Luck smiled. “That,” he said calmly, “is for the camera to find out.” He was going to say something more on the subject, but some one called to him anxiously from over toward the office. So he told them adios hurriedly and went his busy way, and left the Happy Family discussing him gravely among themselves.
The Happy Family were so interested in this new work that they were ready to see the bright side even of these weird performances which purported to be Western drama. If you did not take it seriously, all this violence of dress and behavior was fun. The Happy Family was slipping into a rivalry of violence; and the strange part of it was that Luck Lindsay, stickler for realism, self-confessed enthusiast on the uplifting of motion pictures to a fine art, permitted their violence,—which was not as the violence of other, better trained Western actors. The Happy Family, after their first self-conscious tendency to duck behind something or somebody, had come to forget the merciless, recording eye of the camera.
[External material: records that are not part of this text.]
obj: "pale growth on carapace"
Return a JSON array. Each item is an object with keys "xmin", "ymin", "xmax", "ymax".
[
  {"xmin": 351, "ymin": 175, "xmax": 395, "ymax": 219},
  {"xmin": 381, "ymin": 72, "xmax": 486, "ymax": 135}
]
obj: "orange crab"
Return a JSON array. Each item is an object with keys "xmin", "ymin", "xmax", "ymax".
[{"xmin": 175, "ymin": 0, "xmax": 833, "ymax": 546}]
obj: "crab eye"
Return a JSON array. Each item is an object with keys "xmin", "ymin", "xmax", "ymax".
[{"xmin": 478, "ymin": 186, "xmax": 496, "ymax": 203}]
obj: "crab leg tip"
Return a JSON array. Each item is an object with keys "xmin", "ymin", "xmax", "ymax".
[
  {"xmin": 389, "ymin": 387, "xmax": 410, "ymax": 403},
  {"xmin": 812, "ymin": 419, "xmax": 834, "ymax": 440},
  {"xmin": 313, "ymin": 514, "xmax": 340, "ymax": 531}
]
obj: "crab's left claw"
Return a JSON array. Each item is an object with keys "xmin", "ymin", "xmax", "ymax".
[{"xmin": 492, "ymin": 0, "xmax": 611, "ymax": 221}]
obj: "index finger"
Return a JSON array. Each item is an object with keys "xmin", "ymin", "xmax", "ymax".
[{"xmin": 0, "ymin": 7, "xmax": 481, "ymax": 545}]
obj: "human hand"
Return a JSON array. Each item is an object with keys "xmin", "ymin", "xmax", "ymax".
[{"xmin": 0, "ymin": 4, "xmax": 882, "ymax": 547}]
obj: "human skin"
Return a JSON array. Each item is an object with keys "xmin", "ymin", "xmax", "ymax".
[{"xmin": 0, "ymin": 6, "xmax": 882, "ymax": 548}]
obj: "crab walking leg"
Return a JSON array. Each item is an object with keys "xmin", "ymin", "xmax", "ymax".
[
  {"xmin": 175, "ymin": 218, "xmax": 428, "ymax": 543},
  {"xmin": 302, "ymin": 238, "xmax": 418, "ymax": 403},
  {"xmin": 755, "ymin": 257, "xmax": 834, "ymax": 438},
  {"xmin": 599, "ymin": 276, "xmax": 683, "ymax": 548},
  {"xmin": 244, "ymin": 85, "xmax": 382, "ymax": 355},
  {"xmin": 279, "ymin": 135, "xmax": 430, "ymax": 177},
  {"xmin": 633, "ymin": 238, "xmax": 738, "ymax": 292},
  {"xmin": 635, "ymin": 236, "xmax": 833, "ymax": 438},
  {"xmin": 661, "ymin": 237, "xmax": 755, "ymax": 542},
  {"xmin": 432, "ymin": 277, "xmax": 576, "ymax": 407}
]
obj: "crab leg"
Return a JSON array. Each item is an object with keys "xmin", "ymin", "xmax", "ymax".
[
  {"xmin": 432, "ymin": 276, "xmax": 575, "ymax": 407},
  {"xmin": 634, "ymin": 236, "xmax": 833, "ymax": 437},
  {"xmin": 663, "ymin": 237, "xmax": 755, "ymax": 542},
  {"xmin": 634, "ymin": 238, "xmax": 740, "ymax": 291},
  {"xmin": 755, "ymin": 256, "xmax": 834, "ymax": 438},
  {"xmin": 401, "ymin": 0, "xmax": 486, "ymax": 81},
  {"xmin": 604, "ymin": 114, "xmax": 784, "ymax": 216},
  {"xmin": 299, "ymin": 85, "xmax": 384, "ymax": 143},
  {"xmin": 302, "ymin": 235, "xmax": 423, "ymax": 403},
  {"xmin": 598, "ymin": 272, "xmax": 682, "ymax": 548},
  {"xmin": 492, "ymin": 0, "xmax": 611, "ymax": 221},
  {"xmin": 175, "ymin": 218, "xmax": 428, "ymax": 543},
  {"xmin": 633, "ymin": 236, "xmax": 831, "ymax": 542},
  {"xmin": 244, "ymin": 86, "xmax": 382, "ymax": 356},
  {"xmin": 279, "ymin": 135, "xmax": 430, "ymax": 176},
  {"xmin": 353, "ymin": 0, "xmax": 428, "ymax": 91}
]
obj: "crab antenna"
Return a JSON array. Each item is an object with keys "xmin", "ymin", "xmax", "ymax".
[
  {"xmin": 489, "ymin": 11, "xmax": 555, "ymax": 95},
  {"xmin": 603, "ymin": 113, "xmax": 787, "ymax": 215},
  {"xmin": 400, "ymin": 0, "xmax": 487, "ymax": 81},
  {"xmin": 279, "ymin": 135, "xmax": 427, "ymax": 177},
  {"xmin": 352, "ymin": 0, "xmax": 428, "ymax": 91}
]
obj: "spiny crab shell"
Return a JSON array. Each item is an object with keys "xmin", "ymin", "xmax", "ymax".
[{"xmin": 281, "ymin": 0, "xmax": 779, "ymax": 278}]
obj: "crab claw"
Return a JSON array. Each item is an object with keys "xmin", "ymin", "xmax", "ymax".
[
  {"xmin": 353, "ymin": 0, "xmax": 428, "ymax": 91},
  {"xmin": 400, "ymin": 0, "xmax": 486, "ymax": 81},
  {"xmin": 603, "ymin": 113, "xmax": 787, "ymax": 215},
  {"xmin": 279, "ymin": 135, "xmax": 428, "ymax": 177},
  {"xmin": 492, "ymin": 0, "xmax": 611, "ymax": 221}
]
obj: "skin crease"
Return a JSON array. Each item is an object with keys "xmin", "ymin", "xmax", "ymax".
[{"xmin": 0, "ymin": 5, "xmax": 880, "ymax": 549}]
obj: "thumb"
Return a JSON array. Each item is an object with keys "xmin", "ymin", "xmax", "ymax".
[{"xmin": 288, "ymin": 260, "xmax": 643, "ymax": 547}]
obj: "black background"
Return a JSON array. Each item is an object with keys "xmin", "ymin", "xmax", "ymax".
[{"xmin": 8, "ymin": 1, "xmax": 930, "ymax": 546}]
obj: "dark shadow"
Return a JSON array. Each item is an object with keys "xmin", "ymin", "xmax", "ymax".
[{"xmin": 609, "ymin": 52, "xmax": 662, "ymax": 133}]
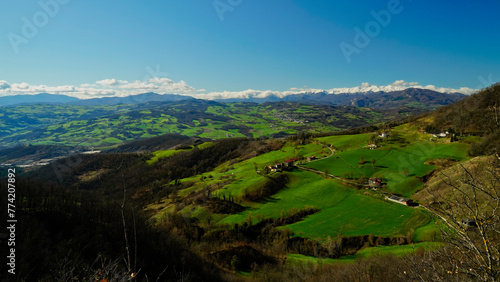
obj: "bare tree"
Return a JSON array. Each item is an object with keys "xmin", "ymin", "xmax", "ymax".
[{"xmin": 406, "ymin": 156, "xmax": 500, "ymax": 281}]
They had come to look upon their work as a game, played for the amusement of Luck Lindsay, who watched them always, and for the open ridicule of Bently Brown, writer of these tales of blood and heroics.
And Luck not only permitted but encouraged them in this exaggerati
on,—to the amazement of the camera man who had turned the crank on more Western dramas than he could remember. Scenes of violence—such as the saloon row in which Big Medicine had forgotten that Pink was to be left alive, and so had killed him twice—made the camera man and the assistant laugh when they should have shuddered; and to wonder why Luck Lindsay, wholly biased though he was in favor of the Happy Family, did not seem to realize that they were not getting the right punch into the pictures.
Luck was not behaving at all in his usual manner with his company. Evenings, instead of holding himself aloof from his subordinates, he would head straight for the furnished bungalow which the Flying U boys had taken possession of, with Rosemary Green to give the home atmosphere which saved the place from becoming a mere bunk-house de luxe. If he could possibly manage it, Luck would reach headquarters in time for dinner—the Happy Family blandly called it supper, of course—and would proceed to forget the day’s irritations while he ate what he ambiguously called “real cookin’.”
There was a fireplace in that bungalow, and a fairly large living-room surrounding the fireplace. The Happy Family extravagantly indulged themselves in wood, even at the unbelievable price they must pay for it; and after supper they would light the fire and hunt up chairs enough, and roll cigarettes, and talk themselves quite away from the present and into the past of glowing memory.
The horses they rode—before that fireplace—would have made any Frontier Day celebration famous enough to be mentioned in the next encyclopedia published. The herds they took through hard winters and summer droughts would have made them millionaires all, if they could only have turned them into flesh-and-blood animals. They talked of blizzards and of high water and of short grass and of thunderstorms. They added little touches to the big range picture Luck had planned to make. Starting off suddenly in this wise: “Say, Luck, why don’t you have—?” and the fires of enthusiasm would flare again in Luck’s eyes, and the talk would grow eager.